The US has tried very hard to ensure that it remains on good terms with Egypt’s various leaders over the past several years, continuing military support even in the face of extreme human rights abuses, but has failed to garner influence among the nation’s people or its current leader. The US had strong ties to ex-President Mubarak and his regime. Despite Mubarak’s undemocratic dictatorship and inclination towards silencing unruly political opponents, the US’s military interests in the region coincided well with his. Under Mubarak Egypt was a strong secular nation with direct ties to the Muslim and Arab world. The US was very invested in ensuring that a strong secular authority remained present in the Middle East to counter radical elements and act as a gateway for US discussions and agreements with those countries. In the US’s view it was much better to have a secular dictator than a Muslim democracy. There were concerns that if the strong Muslim elements in the country gained power they would force religious government practices on liberals and minority religions (which would later prove to be a very legitimate concern). Egypt is by far the largest country in the Arab world having it remain both secular and a US ally was crucial for US interests.

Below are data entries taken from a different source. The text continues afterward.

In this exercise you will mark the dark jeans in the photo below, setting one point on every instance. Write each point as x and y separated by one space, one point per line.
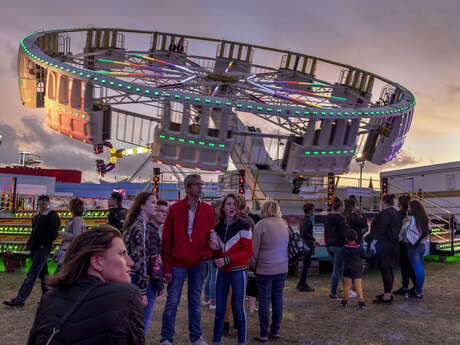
407 271
238 280
335 253
39 268
148 310
195 277
305 267
416 257
387 277
270 290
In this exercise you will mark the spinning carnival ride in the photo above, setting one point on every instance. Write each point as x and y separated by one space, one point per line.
193 101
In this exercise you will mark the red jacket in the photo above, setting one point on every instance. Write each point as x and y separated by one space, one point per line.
177 248
236 245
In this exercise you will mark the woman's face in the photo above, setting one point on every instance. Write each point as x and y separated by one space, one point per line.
150 206
116 263
230 208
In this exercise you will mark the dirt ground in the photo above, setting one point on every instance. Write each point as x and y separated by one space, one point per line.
309 318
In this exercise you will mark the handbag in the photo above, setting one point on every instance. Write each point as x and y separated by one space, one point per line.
297 248
59 256
411 234
71 310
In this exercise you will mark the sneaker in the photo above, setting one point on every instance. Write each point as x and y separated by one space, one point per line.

When Mubarak was deposed the US found it hard to work with the military council temporarily put in charge of the Country. When President Morsi, a member of the Muslim Brotherhood and a strong proponent of unsecular policies, got elected in Egypt’s first democratic election the US had its fears realized. Morsi quickly installed Muslim Brotherhood members in highly influential positions and began steamrolling over liberals and minorities. Even with this situation the US continued to provide massive military and NGO funding in the hopes of swaying the government towards more secular policies. Morsi refused to change his policies but was plenty happy to take the tanks and jet fighters he was being given. The US began withdrawing small amounts of funding as it became clear that Morsi was set on the idea of a Muslim state. The funding, though moderately decreased, remained substantial however.
With al-Sissi’s military coup over Morsi the US was faced with a major dilemma. The US has an official legalized policy that it must immediately halt all military aid to a country in which a military coup occurs. The US managed to get around this policy by not officially calling it a coup. Publicly the US said little about aid, but continued to provide it. With escalating human rights violations the US finally began to truly cut back on funding, scaling it back to very little and then cutting it off. President Obama recently restored it however, citing concerns over the Islamic State.

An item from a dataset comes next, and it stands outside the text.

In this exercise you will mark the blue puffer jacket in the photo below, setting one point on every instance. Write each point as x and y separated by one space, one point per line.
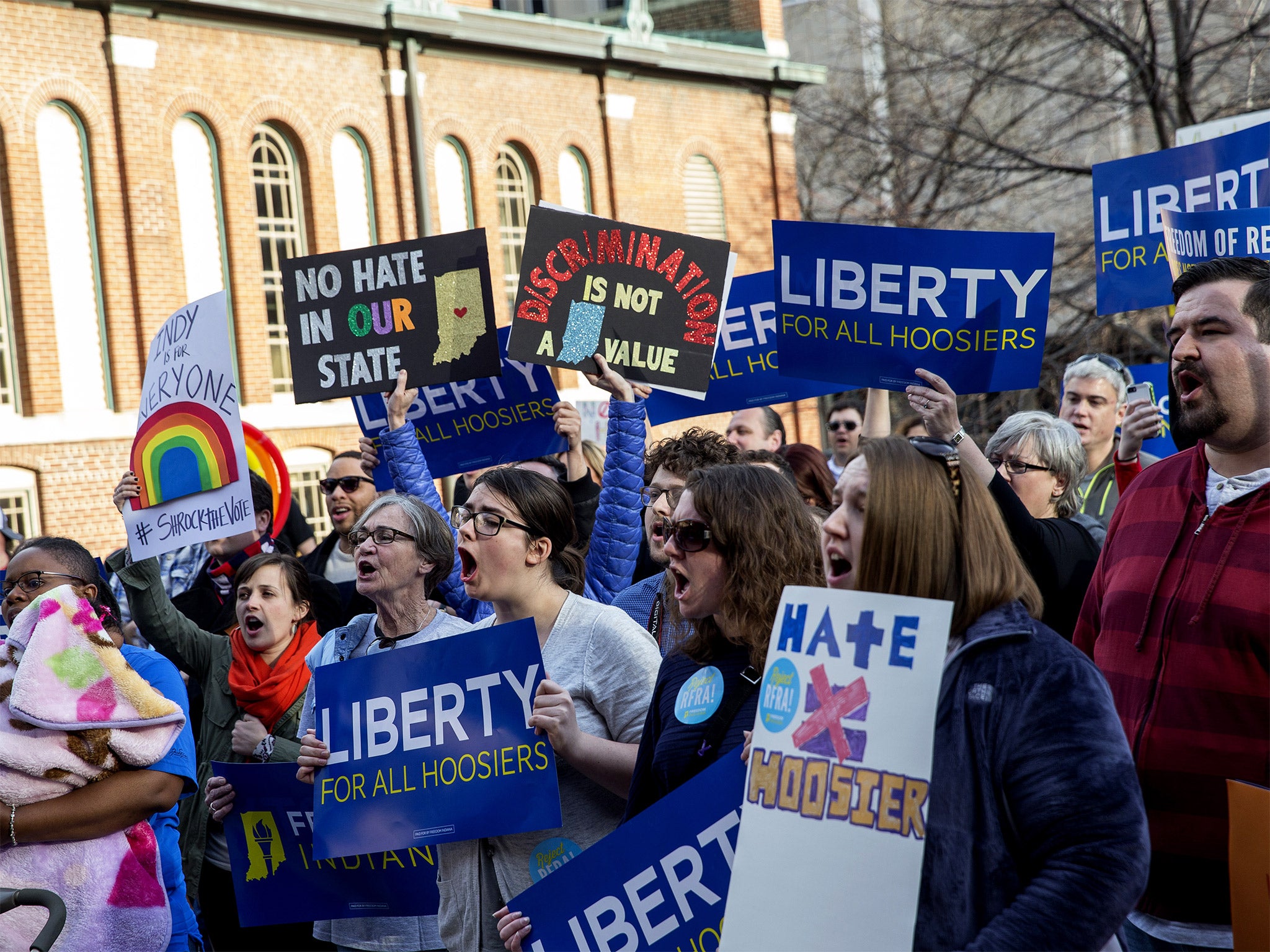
1037 835
619 523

The US has bought little goodwill or influence despite its massive spending. This is because they have supported essentially every leader in a country where very few of its people have approved of the presidents. Many Egyptian citizens were victimized by the very tanks and riot gear the US was providing the various regimes with. While the US may have been able to buy influence with Mubarak, Morsi was too ideologically different to have any hope of swaying, and al-Sissi has proven to be a very dangerous leader. If the US wants to regain influence in the country it must invest in showing the people of Egypt that Democratic, fair elections are possible with US support.